And that's how we got meetings on the, on the calendar. Right. So shifting from kind of this pure outbound into largely inbound motion was kind of really large for us. And as a result, like we just ended up putting more resources towards, you know, product development and making an amazing product that encourages more of this word of mouth growth and aligning our sales efforts towards like generating more inbound as well.

Prateek Joshi (15:45.974)
And if you look at the tools and efforts, now that inbound is working and you wanna do more of that. So what has worked in terms of making more people wanna spread the word for you? So is it content, blogging, encouraging and sending? What have you done to push that even further?

Jay (16:08.44)
So it's a few things, right? One is, think, just making, having a larger and larger value prop is pretty big. So not taking it for granted, but also staying up with the changes in technology. Today, AI changes every three months, which I'm sure you're very well aware of. We're hearing about diffusion LLMs out of nowhere, for God's sake. so things are changing so rapidly in this space, and not resting on our laurels is becoming more important than.

Prateek Joshi (16:27.082)
Yeah. Yeah. Yeah.

Jay (16:38.072)
You know, you have to reinvent yourself every three months and also tighten the life cycle between new tech that is mature to getting it in the hands of customers ASAP. That's becoming incredibly crucial. So we put a lot of effort in terms of how we architected the product, how we develop our own internal development life cycle, who we hire to make a lot of this happen where now, you know, when Sonnet comes out, we're able to hit it against eval and launch.

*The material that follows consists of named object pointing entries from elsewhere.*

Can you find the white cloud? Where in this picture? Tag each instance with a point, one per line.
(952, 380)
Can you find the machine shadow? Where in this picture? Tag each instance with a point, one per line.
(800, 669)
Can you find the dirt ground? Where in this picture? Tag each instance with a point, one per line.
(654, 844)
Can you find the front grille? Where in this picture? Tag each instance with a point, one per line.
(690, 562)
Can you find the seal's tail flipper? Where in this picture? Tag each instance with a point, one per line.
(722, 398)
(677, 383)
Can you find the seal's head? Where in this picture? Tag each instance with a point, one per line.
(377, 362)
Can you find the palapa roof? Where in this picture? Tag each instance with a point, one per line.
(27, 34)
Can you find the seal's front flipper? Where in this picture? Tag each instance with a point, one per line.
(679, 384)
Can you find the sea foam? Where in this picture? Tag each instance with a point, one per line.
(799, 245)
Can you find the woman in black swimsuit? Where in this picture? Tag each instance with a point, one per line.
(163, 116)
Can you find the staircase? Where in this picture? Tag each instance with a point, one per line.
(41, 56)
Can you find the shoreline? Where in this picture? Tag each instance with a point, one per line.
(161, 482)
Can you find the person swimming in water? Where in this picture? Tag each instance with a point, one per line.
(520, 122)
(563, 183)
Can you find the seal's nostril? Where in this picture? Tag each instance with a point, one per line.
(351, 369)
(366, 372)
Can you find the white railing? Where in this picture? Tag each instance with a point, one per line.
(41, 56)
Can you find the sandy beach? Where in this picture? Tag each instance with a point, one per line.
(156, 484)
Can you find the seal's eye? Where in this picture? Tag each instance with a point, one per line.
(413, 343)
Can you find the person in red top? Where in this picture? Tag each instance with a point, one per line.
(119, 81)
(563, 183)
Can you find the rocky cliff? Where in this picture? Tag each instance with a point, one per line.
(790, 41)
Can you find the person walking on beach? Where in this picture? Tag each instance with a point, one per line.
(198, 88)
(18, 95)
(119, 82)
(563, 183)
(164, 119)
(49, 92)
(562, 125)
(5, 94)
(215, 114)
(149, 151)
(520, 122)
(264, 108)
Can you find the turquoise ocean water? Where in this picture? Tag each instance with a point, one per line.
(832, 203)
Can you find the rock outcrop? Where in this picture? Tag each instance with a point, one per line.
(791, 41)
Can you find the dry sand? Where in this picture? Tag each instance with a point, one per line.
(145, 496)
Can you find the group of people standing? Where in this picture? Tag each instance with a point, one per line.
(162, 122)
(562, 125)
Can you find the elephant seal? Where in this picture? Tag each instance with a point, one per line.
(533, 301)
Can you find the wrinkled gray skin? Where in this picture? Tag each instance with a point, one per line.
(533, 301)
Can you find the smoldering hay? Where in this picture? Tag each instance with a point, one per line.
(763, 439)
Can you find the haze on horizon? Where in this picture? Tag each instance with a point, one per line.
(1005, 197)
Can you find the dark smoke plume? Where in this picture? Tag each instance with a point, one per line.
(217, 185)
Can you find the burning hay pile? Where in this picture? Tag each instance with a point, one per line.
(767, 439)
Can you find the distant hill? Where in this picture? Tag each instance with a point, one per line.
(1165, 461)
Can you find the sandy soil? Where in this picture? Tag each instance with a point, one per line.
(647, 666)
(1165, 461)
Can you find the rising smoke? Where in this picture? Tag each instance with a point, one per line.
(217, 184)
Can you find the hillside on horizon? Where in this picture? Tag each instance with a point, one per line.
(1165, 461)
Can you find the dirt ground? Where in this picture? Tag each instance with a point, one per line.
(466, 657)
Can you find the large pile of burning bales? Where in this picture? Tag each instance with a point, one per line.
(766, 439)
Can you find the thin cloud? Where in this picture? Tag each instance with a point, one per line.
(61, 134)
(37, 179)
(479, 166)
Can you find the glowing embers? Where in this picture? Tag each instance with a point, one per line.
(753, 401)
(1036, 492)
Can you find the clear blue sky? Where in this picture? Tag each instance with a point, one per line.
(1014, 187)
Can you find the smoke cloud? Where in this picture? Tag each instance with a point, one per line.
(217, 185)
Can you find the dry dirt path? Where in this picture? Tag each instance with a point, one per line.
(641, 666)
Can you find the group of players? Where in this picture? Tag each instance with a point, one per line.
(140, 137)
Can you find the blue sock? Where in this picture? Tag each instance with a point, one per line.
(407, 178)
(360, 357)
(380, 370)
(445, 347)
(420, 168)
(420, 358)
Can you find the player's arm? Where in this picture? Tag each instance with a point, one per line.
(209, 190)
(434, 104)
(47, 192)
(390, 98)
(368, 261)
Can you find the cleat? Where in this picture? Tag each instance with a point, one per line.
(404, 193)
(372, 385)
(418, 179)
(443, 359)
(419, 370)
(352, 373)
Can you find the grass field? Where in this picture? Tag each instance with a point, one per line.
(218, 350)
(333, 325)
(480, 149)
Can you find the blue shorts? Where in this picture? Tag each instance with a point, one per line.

three, seven in relevant areas within two days of launch. You know, that's kind of what the level at which we have to operate to kind of stay on top of how good the product is. Right. And that is eventually what matters, right? Like really good products is what people end up talking about. and so I think that's, that's like the start. Second is like law firms are a little unique in the sense that, it's a, they're very used to referrals.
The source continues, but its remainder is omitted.